Based on previous work [62,63], an A/B test assessment system was designed using questionnaires that collect information on end-user satisfaction with the platform, its usability, and its effectiveness. The evaluation of the system is proposed as an activity carried out voluntarily by students in the last year of a degree in computer science. Most of them have some previous professional experience and are sufficiently knowledgeable to understand what a system of this type entails. A total of 14 students were presented to the activity, which is considered sufficiently representative based on the low number of participants in evaluations in similar research projects, such as those seen in [63]. All the individuals received a 15-minute presentation to explain to them the platform in order to make them aware that it was an information integration system extended with a personalized recommendation system. The explanation included the information sources that the platform uses.

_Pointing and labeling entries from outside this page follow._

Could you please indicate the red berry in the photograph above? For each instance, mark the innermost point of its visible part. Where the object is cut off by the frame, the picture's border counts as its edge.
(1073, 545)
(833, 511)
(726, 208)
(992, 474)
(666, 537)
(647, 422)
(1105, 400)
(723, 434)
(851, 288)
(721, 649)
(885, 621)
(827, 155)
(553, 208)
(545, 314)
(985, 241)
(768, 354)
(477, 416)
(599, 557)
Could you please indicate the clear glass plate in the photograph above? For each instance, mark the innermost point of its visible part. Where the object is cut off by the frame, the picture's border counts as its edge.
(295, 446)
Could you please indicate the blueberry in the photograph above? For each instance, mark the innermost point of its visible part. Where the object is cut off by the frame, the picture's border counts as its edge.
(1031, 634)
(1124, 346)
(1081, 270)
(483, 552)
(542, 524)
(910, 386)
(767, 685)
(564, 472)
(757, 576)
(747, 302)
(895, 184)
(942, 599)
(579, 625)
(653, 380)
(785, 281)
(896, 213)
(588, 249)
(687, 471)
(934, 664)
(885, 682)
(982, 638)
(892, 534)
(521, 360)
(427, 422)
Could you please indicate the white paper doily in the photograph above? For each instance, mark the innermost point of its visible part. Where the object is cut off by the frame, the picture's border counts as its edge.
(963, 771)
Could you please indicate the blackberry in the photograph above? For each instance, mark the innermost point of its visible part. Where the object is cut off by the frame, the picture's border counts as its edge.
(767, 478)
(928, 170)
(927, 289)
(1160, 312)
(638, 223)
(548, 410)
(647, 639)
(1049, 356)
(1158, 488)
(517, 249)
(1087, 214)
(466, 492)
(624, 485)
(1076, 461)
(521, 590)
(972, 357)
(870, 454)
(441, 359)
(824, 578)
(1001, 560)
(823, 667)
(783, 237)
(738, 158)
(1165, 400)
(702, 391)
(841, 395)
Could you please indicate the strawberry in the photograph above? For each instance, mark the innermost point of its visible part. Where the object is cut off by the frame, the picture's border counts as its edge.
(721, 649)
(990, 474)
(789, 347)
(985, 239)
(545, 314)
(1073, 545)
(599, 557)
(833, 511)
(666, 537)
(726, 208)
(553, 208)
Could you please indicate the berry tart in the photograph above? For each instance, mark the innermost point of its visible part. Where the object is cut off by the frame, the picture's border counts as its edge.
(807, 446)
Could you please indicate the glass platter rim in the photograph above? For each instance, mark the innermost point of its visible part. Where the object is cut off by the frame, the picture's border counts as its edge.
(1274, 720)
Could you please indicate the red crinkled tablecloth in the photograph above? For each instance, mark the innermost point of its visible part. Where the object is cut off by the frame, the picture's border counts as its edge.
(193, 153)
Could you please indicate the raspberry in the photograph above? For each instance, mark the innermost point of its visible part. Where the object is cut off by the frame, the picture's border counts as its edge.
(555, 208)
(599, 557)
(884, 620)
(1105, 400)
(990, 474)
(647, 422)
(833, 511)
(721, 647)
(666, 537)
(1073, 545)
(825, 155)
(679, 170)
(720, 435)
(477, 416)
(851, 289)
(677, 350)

For the first assessment, the subjects undertook a requested 20-minute task (Task A; see Appendix A) for the tourism domain. The goal of this exercise was to obtain how long the searches took and to compare the usability of a commercial (www.visiteurope.com, accessed on 8 August 2021) and the proposed platforms.

A second assessment was performed after dividing the subjects into two groups for the A/B test. It was a 20-minute task (Task B; see Appendix A), and group A used an existing platform (YouTube), while group B used the proposed platform. Then, they were asked to fill in the questionnaire consisting of 15 questions, divided into two parts. The first part (nine questions, Q1–Q9, see Appendix B), Task A, on usability, capacity, intention, and confidence, referred to the end-user perception of the platform, while the second (six questions, Q10–Q15, see Appendix B), Task B, was about how the user felt about the functionalities related to NLP and concept recognition, information integration and sources, depth of extra information, basic recommendations, advanced suggestions, and concept evaluation entered into specific perceptions regarding the different modules making up the platform. All the questions were Likert type [64] using an ascending rating scale of 1–5 (strongly agree, agree, neutral, disagree, strongly agree).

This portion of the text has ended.